Salicylic acid (SA) is a plant hormone that has functional effects in plant. This study was conducted to find out the effects
of salicylic acid (SA) on cherry tomato fruit quality and shelf life. Different concentrations (0.13, 0.25, 0.50 and 1.00
mM) SA were added in nutrient solution of hydroponic system in plants vegetation and fruits development stage. Lightred
maturity stage of cherry tomato fruits was harvested to measure the harvest time fruit quality and stored at 5℃ to
measure the postharvest quality and shelf life. Ethylene production and respiration rate of tomato fruit at the harvest
time and after storage was effectively reduced by the 0.50 mM SA treatment. Increased acetaldehyde (p≤0.05) as well
as ethanol (p≤0.001) was performed in the 0.50 mM SA treatment at after storage. The 0.50 mM SA treatment showed
the lowest fresh weight loss 3.08% and the longest shelf life 25 days by reducing decay, fruits softening and fungal
infection.

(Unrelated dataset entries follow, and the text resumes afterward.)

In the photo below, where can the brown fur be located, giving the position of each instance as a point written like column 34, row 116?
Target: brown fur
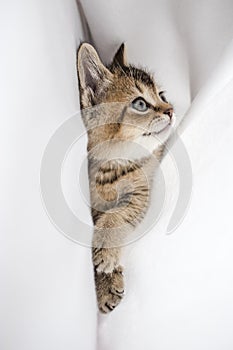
column 119, row 188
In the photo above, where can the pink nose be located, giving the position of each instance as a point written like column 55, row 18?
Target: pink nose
column 169, row 112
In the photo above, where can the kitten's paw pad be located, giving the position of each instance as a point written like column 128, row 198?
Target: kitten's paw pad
column 109, row 289
column 105, row 260
column 110, row 304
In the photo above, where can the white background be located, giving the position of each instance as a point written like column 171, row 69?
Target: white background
column 179, row 287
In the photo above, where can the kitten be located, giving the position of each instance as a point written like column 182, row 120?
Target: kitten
column 128, row 121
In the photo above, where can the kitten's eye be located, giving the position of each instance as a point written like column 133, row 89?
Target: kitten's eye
column 162, row 96
column 140, row 105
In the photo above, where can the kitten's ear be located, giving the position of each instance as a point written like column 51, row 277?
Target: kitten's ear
column 120, row 57
column 92, row 73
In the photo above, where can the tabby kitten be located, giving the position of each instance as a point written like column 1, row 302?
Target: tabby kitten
column 128, row 121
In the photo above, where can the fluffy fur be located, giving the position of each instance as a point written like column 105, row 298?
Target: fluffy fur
column 125, row 144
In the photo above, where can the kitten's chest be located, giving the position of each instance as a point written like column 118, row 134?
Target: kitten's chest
column 119, row 185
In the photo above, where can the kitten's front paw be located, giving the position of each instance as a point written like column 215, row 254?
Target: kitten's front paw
column 105, row 259
column 109, row 289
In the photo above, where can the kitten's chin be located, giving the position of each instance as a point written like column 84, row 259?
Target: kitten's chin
column 154, row 139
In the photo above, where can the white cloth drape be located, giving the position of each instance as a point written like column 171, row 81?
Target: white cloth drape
column 179, row 287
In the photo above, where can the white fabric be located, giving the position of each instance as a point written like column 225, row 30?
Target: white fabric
column 47, row 290
column 178, row 287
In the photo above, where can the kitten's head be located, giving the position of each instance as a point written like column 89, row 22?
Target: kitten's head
column 121, row 103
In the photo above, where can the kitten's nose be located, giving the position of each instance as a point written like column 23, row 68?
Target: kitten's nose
column 169, row 112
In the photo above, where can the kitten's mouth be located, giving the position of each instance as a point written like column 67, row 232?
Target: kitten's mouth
column 158, row 131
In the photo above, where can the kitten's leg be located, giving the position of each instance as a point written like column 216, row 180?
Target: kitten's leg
column 105, row 259
column 109, row 289
column 108, row 236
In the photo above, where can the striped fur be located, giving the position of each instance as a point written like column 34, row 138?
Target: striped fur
column 125, row 146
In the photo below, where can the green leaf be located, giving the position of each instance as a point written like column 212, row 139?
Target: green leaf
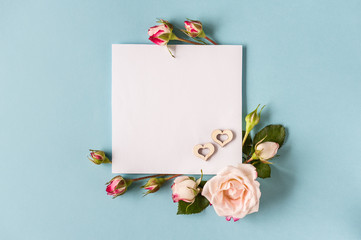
column 200, row 203
column 202, row 183
column 263, row 169
column 271, row 133
column 247, row 148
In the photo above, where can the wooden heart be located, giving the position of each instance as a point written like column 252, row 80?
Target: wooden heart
column 198, row 148
column 216, row 136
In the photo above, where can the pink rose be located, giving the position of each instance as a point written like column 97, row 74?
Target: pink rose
column 185, row 189
column 266, row 150
column 153, row 185
column 98, row 157
column 194, row 28
column 161, row 34
column 117, row 186
column 234, row 192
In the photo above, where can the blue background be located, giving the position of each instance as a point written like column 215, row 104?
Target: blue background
column 302, row 59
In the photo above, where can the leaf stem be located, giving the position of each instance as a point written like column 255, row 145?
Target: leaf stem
column 245, row 137
column 211, row 40
column 187, row 41
column 151, row 176
column 173, row 176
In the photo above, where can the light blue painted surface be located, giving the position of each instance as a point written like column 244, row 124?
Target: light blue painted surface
column 303, row 59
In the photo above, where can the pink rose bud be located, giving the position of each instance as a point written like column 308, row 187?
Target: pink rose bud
column 185, row 189
column 161, row 34
column 194, row 28
column 98, row 157
column 266, row 150
column 117, row 186
column 153, row 185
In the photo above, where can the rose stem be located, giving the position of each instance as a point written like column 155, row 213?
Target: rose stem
column 157, row 175
column 185, row 40
column 211, row 40
column 176, row 175
column 245, row 137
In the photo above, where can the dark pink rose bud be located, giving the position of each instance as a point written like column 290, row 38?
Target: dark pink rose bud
column 161, row 34
column 98, row 157
column 117, row 186
column 194, row 28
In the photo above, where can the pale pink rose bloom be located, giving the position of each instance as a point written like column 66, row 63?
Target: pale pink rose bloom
column 267, row 150
column 182, row 189
column 234, row 192
column 156, row 31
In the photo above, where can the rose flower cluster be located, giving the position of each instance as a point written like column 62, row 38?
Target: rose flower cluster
column 163, row 33
column 233, row 193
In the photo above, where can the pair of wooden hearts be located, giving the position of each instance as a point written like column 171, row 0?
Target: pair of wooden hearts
column 216, row 136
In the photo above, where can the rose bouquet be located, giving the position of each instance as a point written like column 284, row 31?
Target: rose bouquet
column 234, row 192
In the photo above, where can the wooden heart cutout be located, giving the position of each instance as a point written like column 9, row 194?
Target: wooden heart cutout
column 217, row 133
column 198, row 148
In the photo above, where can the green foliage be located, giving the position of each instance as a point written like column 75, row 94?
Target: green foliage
column 271, row 133
column 247, row 148
column 263, row 169
column 200, row 203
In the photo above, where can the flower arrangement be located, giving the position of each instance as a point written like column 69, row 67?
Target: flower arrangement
column 163, row 33
column 234, row 192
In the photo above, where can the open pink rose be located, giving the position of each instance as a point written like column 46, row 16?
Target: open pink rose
column 234, row 192
column 160, row 34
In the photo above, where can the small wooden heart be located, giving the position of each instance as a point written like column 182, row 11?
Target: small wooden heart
column 197, row 150
column 216, row 134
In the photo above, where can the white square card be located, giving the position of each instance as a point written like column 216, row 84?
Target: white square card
column 162, row 107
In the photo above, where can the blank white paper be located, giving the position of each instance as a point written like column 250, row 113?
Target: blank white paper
column 162, row 107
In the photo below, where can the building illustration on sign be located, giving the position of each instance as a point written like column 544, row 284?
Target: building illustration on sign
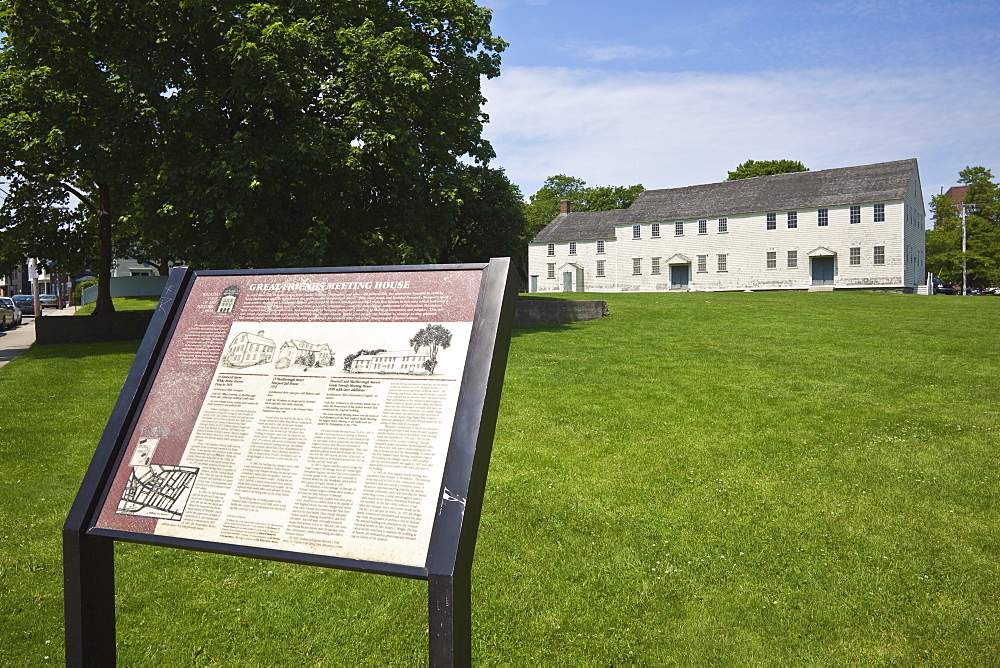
column 296, row 352
column 390, row 361
column 227, row 300
column 248, row 350
column 411, row 361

Significantly lower fungal incidence (p≤0.001) was observed in the 0.50 mM SA treatment. Final storage day
color development and lycopene content was lower in the 0.50 mM SA treatment compare with other treatments. The 0.50
mM SA treatment obtained the highest firmness at harvest time and it retain after storage. Comparatively higher vitamin
C and lower soluble solids was showed at the harvest time and after storage. Therefore, the 0.50 mM SA treatment is
effective in increasing the quality and shelf life of cherry tomato fruit.